🤖 AI Summary
Conventional mean squared error (MSE) loss over-emphasizes low-frequency components while neglecting the human auditory system’s heightened sensitivity to high frequencies, resulting in suboptimal perceptual quality in speech enhancement. To address this, we propose a perceptually weighted loss function grounded in equal-loudness contours—the first application of psychoacoustic equal-loudness curves to speech enhancement loss design. This approach enables frequency-adaptive weighting, explicitly prioritizing minimization of reconstruction errors in high-frequency bands. The proposed loss is model-agnostic and highly generalizable. When integrated with the GTCRN architecture, it achieves a substantial 0.76-point improvement in wideband perceptual evaluation of speech quality (WB-PESQ) on the VoiceBank+DEMAND corpus (from 2.17 to 2.93), accompanied by marked gains in subjective listening quality.
📝 Abstract
The mean squared error (MSE) is a ubiquitous loss function for speech enhancement, but its problem is that the error cannot reflect the auditory perception quality. This is because MSE causes models to over-emphasize low-frequency components which has high energy, leading to the inadequate modeling of perceptually important high-frequency information.

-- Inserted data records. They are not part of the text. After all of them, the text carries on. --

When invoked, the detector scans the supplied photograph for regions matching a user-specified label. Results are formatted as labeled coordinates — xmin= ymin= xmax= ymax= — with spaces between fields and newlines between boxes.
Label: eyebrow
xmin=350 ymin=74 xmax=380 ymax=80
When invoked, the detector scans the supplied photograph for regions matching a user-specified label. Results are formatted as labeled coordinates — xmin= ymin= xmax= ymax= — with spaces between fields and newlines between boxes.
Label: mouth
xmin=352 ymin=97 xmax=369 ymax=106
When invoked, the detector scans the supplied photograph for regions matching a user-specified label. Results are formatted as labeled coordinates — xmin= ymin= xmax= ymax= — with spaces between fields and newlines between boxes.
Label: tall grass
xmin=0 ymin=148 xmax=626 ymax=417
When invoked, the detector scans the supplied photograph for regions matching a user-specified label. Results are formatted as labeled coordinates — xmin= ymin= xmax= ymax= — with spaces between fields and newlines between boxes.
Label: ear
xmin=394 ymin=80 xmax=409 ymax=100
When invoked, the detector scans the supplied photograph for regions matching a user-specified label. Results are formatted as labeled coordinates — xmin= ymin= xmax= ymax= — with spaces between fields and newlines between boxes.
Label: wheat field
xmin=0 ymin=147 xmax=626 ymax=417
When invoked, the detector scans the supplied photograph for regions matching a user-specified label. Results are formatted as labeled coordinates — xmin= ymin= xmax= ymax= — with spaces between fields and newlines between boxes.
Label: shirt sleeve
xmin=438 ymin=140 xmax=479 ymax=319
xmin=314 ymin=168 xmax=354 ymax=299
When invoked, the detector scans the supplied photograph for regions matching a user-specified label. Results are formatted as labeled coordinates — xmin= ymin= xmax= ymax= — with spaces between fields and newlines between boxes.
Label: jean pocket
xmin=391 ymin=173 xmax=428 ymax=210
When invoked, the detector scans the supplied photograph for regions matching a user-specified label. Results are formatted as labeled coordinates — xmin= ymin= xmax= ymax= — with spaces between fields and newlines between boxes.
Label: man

To overcome this limitation, we propose a perceptually-weighted loss function grounded in psychoacoustic principles. Specifically, it leverages equal-loudness contours to assign frequency-dependent weights to the reconstruction error, thereby penalizing deviations in a way aligning with human auditory sensitivity. The proposed loss is model-agnostic and flexible, demonstrating strong generality. Experiments on the VoiceBank+DEMAND dataset show that replacing MSE with our loss in a GTCRN model elevates the WB-PESQ score from 2.17 to 2.93-a significant improvement in perceptual quality.